As communications professor Ryan Neville-Shepard explains at the Milwaukee Independent, guns on the right have increasingly become a symbol of white masculinity — and I’d argue of white Christian masculinity. Guns stand for defending home and family against “criminals” — a term which, in the dogwhistle rich environment of the right, means “non-white people.” In addition, Neville-Shepard notes, guns in right-wing political ads during the Obama administration became a symbol of (violent) opposition to Democratic government. Marjorie Taylor Greene ran an ad touting a gun giveaway in 2021 in which she promised to “blow away the Democrats’ socialist agenda.”
Christian white evangelical Republicans imagine themselves as besieged by a corrupt decadent liberal Black atheist state determined to destroy them; they think they’re living out the fantasy of the viciously fascist Turner Diaries. Guns are a symbol of virility and righteous Christian white resistance to oppression. They’re like MAGA hats or, in an earlier fascist movement, swastika armbands. It’s an identity marker which shows you’re with the program, and also serves as a threat to out groups. The righteous rush of identity, victimhood, superiority, and violence is more important to the GOP than money.

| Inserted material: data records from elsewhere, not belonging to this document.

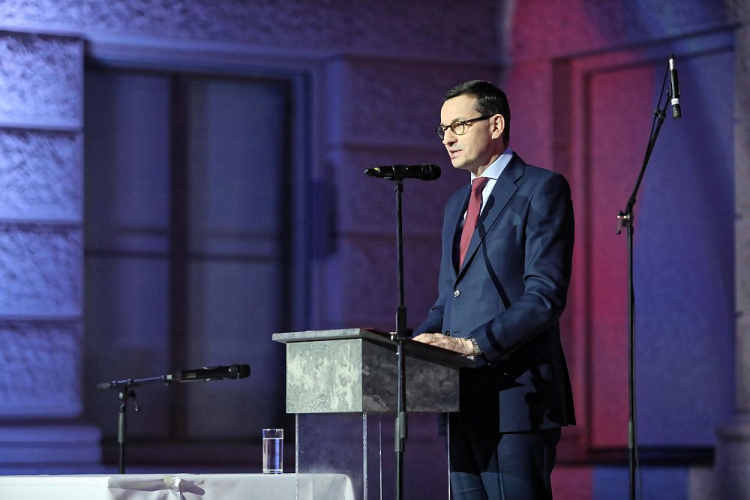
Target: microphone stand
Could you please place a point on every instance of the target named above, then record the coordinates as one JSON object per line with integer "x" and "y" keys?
{"x": 625, "y": 219}
{"x": 402, "y": 334}
{"x": 125, "y": 391}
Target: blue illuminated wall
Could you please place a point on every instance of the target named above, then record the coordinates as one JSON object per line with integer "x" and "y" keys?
{"x": 365, "y": 82}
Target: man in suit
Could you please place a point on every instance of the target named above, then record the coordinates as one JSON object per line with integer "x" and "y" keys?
{"x": 507, "y": 245}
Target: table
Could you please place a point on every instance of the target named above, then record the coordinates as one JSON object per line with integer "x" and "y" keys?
{"x": 177, "y": 487}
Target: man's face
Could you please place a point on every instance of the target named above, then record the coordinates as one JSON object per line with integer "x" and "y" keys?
{"x": 474, "y": 149}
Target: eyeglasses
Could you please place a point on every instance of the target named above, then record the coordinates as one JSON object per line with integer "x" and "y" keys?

In fact, it’s more important to them than the lives of their children.
Fighting guns means fighting for voting rights
If politicians were against gun control simply out of greed, it would be easy to change their minds. Simply outbid the NRA, and you could have all the gun control you wanted. That’s what billionaire Michael Bloomberg has tried to do since 2014. Obviously, it hasn’t solved our gun problem.
Pointing out GOP “corruption” hasn’t been very helpful either. Telling GOP voters that their reps are in thrall to the gun lobby doesn’t resonate because it’s not true. GOP reps are in thrall to their voters, who want them to fight for “gun rights.” Only 37 percent of Republicans support assault weapons bans; only 43 percent support a government database to track gun sales.
Nationally, these restrictions have majority support — overall some 63 percent of the electorate backs banning assault weapons. But GOP politicians in red areas have to win primaries dominated by constituents who see gun control as violation of their white Christian identity. More, red states, and red areas within states, have disproportionate power in the House and especially in the Senate. A minority who believe guns are a sacramental necessity to preserve white Christian masculinity are holding the rest of us hostage to their violent persecution fantasies.
If we want to break the deadlock here, as with so many policies in the US, we’re going to need to contest the GOP’s minoritarian hold on the electoral system. That means ending gerrymandering in the House as a first step. It also means taking steps to balance the Senate. The quickest, most effective way to start doing that that would be to enfranchise Washington, DC, adding two reliably Democratic votes to the Senate. Those new senators could then help pass gun control legislation and perhaps also help appoint Democratic judges to the right-wing Supreme Court which notoriously, and not coincidentally, stripped DC of its ability to regulate firearms in its jurisdiction.
Gun control advocates are generally Democrats, and are broadly in support of voting rights. But they tend to emphasize money and corruption as the root of gun rights intransigence, rather than pointing to voter suppression and minority rule. I think that’s a mistake.
Gun control isn’t primarily a fight against wealthy donors. It’s mostly a fight against a Christofascist authoritarian movement. You can’t shame GOP politicians by “exposing” donations that they’re proud to receive. You need to outvote them. And the only way to do that is to establish a real democracy, in which the will of the majority prevails.